As a rookie and into the prime of his career, Jim McAndrew proved he could pitch with anybody, whatever uniform they were wearing. In six seasons as a Met, he was part of a world champion once and a pennant-winner twice. In his post-playing days, he always showed up when the 1969 Mets were introduced en masse to take his well-deserved bow. In 2015, I’m told, he paid his way to Kansas City to cheer on the most recent National League Champion Mets. Fantasy campers have warm memories of the tips they received from Coach McAndrew. Save for a brief stint with San Diego, he was literally a lifetime Met.

“My arm was live and I was in a good groove,” is how Jim recalled his 1969 effectiveness for Stanley Cohen in A Magic Summer. If that’s not an image to make a Mets fan glad, I don’t know what is.

3 comments to Tidings at the Ides

  • Seth

    I remember Jim McAndrew, RIP. And best healing thoughts to Darryl.

    I haven’t watched every spring game, but what I’ve seen has been offensively boring. A 0-0 tie yesterday? The pitching looks good, but I’ve seen nothing encouraging from Mr. Marte, who is supposed to be a key to the offense. I know it’s spring so no need to panic, I’d just like to see the hitters wake up a bit (since hitting has been a regular season problem recently, as well).

  • Curt Emanuel

    I never know what spring training games mean other than the season is coming soon.

    I’ve watched several games and have been struck by how many we’re looking at who have MLB service.

    Like what I’m seeing from Alvarez, especially against baserunners but hitting too. Not sure Bader makes a lot of sense – is he going to hit?
    KJ Choi is interesting. Seems we like our DH with a certain Vogelbach body type.

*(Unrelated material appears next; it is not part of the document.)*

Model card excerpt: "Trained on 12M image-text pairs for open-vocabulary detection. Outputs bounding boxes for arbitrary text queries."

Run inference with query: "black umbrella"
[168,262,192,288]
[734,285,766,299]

    Jim McAndrew was a vague memory of my first years of Mets Fandom. Interesting to hear how he kept following the team as a fan.

  • eric1973

    My heart breaks regarding Jim McAndrew.

    As soon as you hear the name, Lost Nation, IA comes to mind, as well as that country boy face.

    He was our Number 5 out of 4, basically, as he and Sadecki were the perfect swingmen, McAndrew a part of both our 1969 and 1973 teams.